The Race is On to Reduce the Impact of Extreme Weather on the Most Vulnerable

On World Humanitarian Day, UN Secretary-General António Guterres paid thanks to all those who help those in need and urged support for the day’s #TheHumanRace campaign, which aims to protect the world’s most vulnerable people from climate change.

Humanitarian workers are here to help the world’s most vulnerable people when disaster strikes, according to the Secretary-General, but relief workers face increasing risks around the world. Shootings, kidnappings, and other attacks on humanitarian organizations have increased tenfold in the last 20 years. At least 72 humanitarian workers have been slain in conflict zones this year alone.

#TheHumanRace, this year’s World Humanitarian Day campaign, highlights how climate extremes are wreaking havoc around the world and overwhelming frontline responders.

Mr Guterres warned that the climate emergency is a “race we are losing.  a race we can and must win.”

Participants are requested to clock 100 minutes of exercise for the World Humanitarian Day initiative, which is hosted on the exercise platform Strava.

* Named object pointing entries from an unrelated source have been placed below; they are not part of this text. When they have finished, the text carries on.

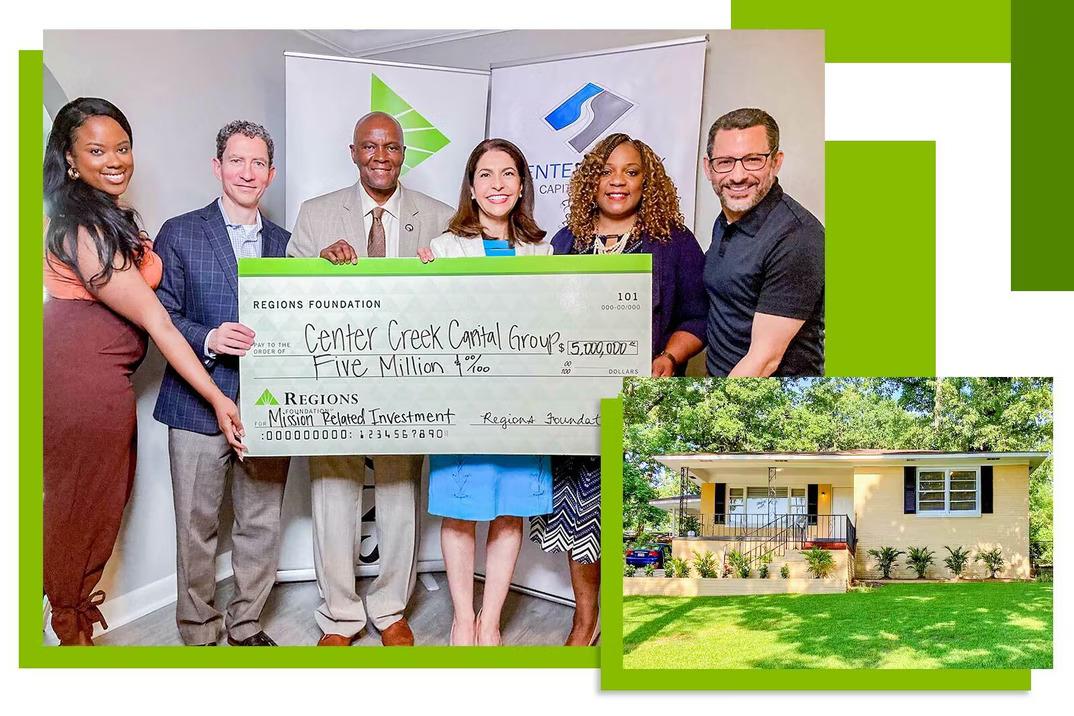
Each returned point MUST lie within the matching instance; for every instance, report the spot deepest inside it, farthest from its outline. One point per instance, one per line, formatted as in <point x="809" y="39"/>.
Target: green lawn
<point x="1005" y="625"/>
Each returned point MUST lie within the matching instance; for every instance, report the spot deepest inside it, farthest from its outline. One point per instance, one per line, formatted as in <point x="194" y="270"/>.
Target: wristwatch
<point x="675" y="363"/>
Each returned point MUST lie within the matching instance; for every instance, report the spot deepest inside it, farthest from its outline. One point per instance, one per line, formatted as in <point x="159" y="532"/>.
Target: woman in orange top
<point x="100" y="272"/>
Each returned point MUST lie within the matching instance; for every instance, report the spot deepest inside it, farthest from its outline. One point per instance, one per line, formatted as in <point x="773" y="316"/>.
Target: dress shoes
<point x="397" y="634"/>
<point x="260" y="639"/>
<point x="335" y="640"/>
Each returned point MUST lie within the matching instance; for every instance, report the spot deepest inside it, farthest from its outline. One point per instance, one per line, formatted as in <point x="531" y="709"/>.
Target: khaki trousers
<point x="336" y="495"/>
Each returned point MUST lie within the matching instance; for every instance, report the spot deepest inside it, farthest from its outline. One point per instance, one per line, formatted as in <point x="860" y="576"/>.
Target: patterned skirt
<point x="574" y="525"/>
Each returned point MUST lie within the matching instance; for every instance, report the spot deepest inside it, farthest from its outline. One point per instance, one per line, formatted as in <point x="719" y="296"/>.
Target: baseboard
<point x="136" y="603"/>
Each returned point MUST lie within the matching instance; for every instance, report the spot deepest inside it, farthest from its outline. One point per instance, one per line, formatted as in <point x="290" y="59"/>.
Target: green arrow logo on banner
<point x="422" y="140"/>
<point x="267" y="398"/>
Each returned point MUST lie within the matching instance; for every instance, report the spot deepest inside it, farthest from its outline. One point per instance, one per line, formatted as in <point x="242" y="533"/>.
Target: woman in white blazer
<point x="494" y="219"/>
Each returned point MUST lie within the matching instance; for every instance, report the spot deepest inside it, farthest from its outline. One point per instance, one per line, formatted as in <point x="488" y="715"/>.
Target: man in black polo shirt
<point x="764" y="272"/>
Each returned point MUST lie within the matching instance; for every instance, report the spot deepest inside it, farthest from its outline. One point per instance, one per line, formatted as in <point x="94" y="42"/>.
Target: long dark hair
<point x="72" y="203"/>
<point x="520" y="224"/>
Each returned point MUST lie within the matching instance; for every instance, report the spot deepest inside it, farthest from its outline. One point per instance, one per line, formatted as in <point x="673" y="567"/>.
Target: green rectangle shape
<point x="30" y="340"/>
<point x="637" y="263"/>
<point x="908" y="31"/>
<point x="1042" y="253"/>
<point x="880" y="257"/>
<point x="614" y="677"/>
<point x="31" y="652"/>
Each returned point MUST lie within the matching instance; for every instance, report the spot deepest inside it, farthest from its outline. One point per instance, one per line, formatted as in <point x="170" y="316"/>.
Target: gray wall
<point x="781" y="71"/>
<point x="177" y="88"/>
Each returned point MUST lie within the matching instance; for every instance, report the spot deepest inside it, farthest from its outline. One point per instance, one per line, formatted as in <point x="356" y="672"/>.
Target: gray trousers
<point x="200" y="465"/>
<point x="336" y="494"/>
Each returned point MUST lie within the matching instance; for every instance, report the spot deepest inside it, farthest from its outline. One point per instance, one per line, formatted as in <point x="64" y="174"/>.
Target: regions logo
<point x="421" y="139"/>
<point x="266" y="398"/>
<point x="603" y="106"/>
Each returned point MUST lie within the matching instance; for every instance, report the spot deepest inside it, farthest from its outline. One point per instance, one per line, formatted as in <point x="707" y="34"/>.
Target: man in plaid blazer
<point x="200" y="290"/>
<point x="375" y="217"/>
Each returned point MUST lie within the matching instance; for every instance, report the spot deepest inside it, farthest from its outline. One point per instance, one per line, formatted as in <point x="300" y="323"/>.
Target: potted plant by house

The UN system observed the day solemnly around the world, with words of solidarity for the families of relief workers who were injured or murdered while assisting others.

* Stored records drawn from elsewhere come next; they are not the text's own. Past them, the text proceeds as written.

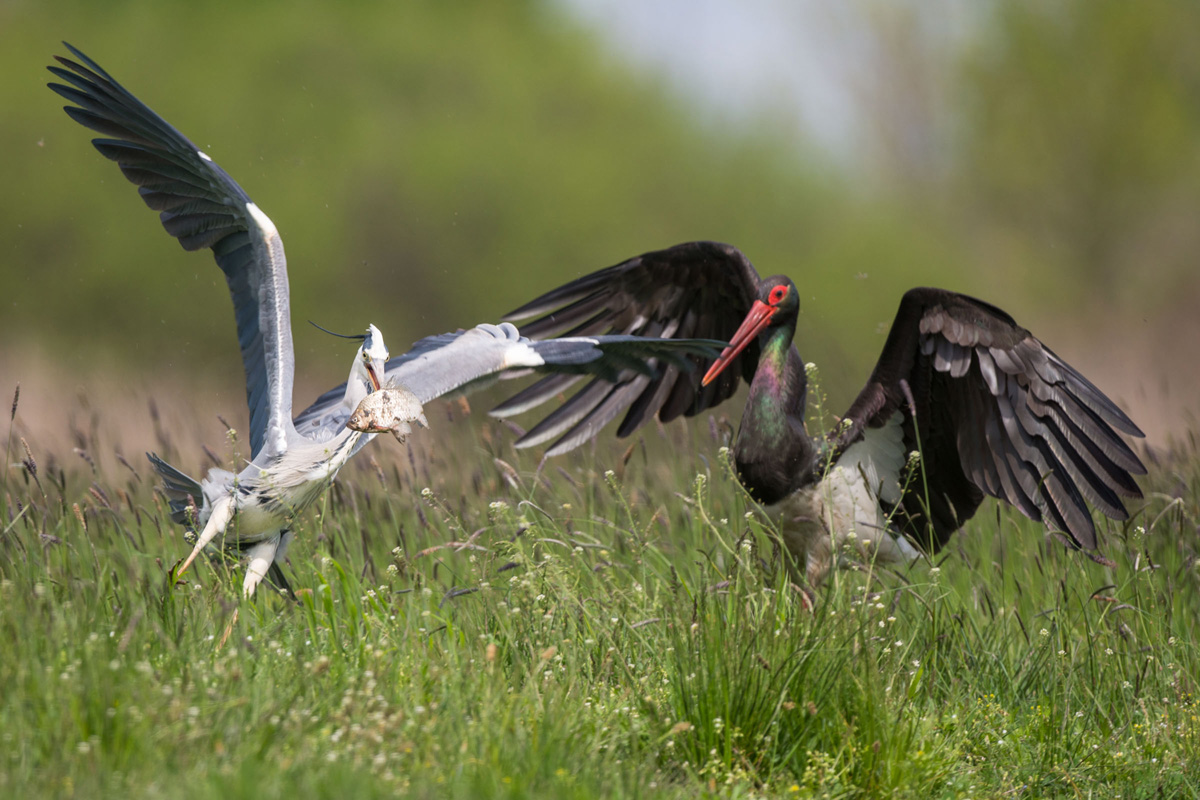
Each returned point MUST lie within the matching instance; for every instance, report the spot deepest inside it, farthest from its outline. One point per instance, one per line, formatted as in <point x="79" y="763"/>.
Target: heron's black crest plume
<point x="359" y="337"/>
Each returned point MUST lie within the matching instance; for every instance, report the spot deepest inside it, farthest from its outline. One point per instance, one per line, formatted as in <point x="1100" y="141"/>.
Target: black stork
<point x="963" y="402"/>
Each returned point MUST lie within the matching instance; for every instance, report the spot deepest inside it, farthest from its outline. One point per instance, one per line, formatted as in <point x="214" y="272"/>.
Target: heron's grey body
<point x="293" y="462"/>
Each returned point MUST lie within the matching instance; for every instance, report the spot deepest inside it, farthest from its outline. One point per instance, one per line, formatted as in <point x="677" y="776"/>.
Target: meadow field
<point x="615" y="623"/>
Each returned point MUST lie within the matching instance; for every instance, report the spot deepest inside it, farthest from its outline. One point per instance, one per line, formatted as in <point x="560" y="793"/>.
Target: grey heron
<point x="294" y="461"/>
<point x="989" y="409"/>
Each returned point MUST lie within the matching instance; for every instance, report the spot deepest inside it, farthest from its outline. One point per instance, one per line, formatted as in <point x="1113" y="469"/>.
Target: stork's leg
<point x="222" y="512"/>
<point x="262" y="555"/>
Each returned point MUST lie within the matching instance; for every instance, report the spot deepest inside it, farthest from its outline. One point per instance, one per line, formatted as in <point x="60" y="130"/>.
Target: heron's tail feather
<point x="179" y="488"/>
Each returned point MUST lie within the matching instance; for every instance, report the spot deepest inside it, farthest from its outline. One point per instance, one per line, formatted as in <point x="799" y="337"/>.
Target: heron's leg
<point x="275" y="575"/>
<point x="262" y="555"/>
<point x="222" y="512"/>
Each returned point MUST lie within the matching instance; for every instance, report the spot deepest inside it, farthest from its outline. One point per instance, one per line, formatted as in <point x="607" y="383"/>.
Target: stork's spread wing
<point x="696" y="289"/>
<point x="201" y="206"/>
<point x="996" y="413"/>
<point x="467" y="360"/>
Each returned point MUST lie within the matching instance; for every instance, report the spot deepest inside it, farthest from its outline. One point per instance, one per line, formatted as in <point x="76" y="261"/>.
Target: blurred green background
<point x="435" y="164"/>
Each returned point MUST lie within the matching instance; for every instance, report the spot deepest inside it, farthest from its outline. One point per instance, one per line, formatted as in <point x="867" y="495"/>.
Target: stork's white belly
<point x="841" y="513"/>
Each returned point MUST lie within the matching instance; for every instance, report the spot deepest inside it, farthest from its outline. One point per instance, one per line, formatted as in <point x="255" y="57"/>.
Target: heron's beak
<point x="759" y="318"/>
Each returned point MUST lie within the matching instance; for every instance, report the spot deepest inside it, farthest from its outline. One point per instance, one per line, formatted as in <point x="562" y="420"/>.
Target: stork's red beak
<point x="759" y="318"/>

UN Geneva Director-General Tatiana Valovaya and UN High Commissioner for Human Rights Michelle Bachelet lay a wreath in remembrance of the fallen in Switzerland, against the backdrop of a UN flag nearly obliterated by the 2003 suicide bombing of the Canal Hotel in Baghdad, which killed 22 UN workers.

Ms Valovaya expressed concern about the rapidly changing situation in Afghanistan, where more than 18 million people require immediate assistance but assured that aid workers will “remain faithful to their mission of providing vital services to affected communities”.

Ms Bachelet praised all those who had died in the service of human rights for their “courage and commitment,” stating that “our work breaks down hatred and violence. We are creating better, more resourceful societies – where fewer tragedies occur – but when they do, we equip people to surmount them.”

The UN migration agency (IOM) cited the global experience of severe temperatures, rising sea levels, drought, and storms as evidence that climate change is the “defining issue of our times.”

IOM Director-General Antonio Vitorino, speaking on World Humanitarian Day 2021, encouraged the international community to focus on the most vulnerable groups most affected by climate change – and the numerous “climate migrants” who will be forced to flee their homes.

With the COVID-19 pandemic adding to the demands on humanitarian aid delivery, the IOM chief highlighted how frontline workers were strained even farther than previously.

He urged governments, the private sector, and concerned citizens to help scale up emergency preparedness and resilience building, as well as climate change adaptation and mitigation, saying, “The climate emergency is a race against time”.